The variance of first $n$ natural numbers is $\frac{n^2-1}{12}$; the standard deviation is its square root.

Answer 1

The Correct Option is A

Step 1: Understanding the Concept:
We need to find the standard deviation of the first 100 natural numbers.

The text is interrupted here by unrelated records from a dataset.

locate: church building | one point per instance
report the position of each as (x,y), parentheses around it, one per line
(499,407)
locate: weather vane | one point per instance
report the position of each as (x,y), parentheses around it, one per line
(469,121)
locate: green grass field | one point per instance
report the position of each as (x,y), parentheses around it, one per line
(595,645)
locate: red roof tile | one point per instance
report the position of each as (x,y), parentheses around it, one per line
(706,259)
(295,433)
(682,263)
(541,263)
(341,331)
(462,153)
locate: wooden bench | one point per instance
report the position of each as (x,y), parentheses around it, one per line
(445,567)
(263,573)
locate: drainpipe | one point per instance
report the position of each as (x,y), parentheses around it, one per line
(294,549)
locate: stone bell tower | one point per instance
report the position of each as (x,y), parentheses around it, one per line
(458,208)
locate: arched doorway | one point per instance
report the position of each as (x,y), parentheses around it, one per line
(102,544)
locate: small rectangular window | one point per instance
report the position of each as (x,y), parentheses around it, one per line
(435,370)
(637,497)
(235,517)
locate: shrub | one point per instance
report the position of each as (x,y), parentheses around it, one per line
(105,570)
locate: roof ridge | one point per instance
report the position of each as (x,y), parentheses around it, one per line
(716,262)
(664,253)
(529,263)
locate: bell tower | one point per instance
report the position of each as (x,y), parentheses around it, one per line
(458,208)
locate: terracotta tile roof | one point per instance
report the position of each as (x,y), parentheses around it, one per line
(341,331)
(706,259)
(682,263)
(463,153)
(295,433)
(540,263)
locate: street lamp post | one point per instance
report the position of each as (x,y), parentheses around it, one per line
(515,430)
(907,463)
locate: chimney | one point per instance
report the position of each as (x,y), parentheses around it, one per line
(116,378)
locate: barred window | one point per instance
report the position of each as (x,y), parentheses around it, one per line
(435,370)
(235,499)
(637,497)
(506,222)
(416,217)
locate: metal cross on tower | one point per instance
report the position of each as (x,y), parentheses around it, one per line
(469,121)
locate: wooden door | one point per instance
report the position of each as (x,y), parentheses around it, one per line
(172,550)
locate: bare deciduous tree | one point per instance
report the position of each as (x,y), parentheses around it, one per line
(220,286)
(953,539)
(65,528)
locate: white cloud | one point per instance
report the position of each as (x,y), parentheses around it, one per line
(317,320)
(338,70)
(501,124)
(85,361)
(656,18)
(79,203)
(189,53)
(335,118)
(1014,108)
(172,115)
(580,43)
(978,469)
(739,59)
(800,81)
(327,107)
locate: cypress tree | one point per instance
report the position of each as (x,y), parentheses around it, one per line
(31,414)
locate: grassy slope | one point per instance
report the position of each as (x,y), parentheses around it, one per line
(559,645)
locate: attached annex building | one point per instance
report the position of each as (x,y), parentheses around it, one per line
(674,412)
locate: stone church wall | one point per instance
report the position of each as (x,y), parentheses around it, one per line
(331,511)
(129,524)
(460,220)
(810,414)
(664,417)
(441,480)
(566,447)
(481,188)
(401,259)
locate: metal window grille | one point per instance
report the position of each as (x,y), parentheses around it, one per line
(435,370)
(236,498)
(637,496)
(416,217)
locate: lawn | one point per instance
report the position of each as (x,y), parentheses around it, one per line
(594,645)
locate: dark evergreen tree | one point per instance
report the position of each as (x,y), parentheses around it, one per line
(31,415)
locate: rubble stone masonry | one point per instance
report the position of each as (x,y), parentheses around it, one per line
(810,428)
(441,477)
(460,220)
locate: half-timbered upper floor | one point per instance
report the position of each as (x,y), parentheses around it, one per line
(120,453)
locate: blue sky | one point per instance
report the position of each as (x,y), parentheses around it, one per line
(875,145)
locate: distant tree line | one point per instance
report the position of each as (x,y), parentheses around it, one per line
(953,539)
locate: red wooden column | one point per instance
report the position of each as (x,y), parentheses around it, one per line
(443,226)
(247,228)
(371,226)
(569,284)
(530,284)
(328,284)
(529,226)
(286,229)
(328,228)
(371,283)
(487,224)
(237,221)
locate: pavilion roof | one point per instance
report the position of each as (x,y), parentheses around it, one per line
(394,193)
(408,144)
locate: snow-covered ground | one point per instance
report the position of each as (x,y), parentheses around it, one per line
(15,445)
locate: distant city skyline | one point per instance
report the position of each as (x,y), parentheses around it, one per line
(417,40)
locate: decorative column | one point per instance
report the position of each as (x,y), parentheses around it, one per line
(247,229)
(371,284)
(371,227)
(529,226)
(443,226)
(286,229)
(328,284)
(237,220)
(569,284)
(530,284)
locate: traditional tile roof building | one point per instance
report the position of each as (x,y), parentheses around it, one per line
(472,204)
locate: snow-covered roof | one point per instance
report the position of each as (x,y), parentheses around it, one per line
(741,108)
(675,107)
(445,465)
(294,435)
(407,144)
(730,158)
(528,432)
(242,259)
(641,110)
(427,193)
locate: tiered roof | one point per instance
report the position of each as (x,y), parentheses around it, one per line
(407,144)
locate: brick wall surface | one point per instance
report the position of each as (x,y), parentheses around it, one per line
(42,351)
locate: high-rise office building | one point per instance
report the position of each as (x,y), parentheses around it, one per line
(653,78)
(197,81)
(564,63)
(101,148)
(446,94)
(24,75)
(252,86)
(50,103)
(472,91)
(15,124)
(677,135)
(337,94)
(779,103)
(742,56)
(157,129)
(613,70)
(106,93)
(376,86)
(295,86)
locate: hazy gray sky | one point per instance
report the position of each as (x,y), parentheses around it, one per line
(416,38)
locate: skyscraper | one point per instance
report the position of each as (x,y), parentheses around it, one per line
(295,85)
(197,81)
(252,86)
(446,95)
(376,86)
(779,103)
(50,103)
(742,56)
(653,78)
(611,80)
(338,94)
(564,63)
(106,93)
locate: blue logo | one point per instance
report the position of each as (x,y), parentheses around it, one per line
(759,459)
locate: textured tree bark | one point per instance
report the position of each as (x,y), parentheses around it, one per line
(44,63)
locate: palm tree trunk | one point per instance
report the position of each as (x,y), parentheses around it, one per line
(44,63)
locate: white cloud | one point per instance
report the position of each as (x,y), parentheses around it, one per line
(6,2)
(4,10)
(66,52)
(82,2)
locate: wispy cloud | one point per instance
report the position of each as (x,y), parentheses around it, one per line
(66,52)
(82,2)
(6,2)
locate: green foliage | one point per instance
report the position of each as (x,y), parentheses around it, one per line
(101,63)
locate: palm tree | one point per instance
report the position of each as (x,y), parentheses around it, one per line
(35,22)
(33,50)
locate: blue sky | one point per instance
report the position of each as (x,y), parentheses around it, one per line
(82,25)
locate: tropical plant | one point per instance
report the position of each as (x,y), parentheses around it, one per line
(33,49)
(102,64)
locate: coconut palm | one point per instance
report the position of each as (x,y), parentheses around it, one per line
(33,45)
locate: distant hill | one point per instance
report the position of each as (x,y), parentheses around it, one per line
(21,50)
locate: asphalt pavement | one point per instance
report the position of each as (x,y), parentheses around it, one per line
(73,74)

Standard deviation is a measure of the amount of variation or dispersion of a set of values.
Step 2: Key Formula or Approach:
The standard deviation (\( \sigma \)) for the first n natural numbers is given by the formula for the variance (\( \sigma^2 \)) first:
\[ \sigma^2 = \frac{n^2 - 1}{12} \] The standard deviation is the square root of the variance:
\[ \sigma = \sqrt{\frac{n^2 - 1}{12}} \] This formula is derived from the standard variance formula \( \sigma^2 = \frac{\sum x_i^2}{n} - \left(\frac{\sum x_i}{n}\right)^2 \) and the formulas for the sum of the first n natural numbers and the sum of their squares.
Step 3: Detailed Explanation:
In this problem, we have the first 100 natural numbers, so \( n = 100 \).

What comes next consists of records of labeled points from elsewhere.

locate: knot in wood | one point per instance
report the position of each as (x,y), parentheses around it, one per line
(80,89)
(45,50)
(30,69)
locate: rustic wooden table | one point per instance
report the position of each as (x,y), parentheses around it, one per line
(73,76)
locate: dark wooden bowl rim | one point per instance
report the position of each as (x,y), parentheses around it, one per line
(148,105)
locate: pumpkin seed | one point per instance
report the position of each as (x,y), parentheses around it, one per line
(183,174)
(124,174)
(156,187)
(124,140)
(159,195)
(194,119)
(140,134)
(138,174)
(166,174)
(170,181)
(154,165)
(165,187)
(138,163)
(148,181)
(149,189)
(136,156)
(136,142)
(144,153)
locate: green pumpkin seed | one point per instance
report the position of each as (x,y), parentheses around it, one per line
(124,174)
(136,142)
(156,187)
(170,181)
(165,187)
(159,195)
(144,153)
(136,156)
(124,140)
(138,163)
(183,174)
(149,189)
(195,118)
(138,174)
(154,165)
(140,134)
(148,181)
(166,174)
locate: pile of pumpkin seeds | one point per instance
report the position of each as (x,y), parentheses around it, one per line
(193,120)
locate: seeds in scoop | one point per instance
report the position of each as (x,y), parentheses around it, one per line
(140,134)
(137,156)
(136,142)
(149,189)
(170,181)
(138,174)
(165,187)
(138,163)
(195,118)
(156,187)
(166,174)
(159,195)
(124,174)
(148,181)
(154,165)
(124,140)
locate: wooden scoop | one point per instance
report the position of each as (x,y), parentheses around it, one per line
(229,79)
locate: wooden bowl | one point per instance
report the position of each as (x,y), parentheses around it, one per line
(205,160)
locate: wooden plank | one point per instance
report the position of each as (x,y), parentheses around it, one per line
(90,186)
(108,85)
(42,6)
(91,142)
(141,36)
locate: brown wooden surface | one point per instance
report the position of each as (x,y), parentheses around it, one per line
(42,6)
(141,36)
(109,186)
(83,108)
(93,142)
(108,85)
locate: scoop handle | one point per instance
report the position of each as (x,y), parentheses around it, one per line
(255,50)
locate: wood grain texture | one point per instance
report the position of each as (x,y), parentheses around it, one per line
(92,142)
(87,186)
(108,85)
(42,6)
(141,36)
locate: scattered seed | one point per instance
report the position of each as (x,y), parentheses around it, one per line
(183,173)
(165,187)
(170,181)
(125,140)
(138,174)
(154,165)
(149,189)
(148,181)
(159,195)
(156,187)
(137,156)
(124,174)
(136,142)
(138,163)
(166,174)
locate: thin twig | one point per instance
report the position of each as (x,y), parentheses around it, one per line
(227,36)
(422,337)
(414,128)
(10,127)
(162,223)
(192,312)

We can directly use the shortcut formula for the variance:
\[ \sigma^2 = \frac{100^2 - 1}{12} \] \[ \sigma^2 = \frac{10000 - 1}{12} = \frac{9999}{12} \] Now, we simplify this fraction. Both numerator and denominator are divisible by 3.
\[ \sigma^2 = \frac{9999 \div 3}{12 \div 3} = \frac{3333}{4} \] The standard deviation is the square root of the variance:
\[ \sigma = \sqrt{\frac{3333}{4}} = \frac{\sqrt{3333}}{\sqrt{4}} = \frac{\sqrt{3333}}{2} \] This can be written as:
\[ \sigma = \frac{1}{2}\sqrt{3333} \] Step 4: Final Answer:
The standard deviation of the first 100 natural numbers is \( \frac{1}{2}\sqrt{3333} \).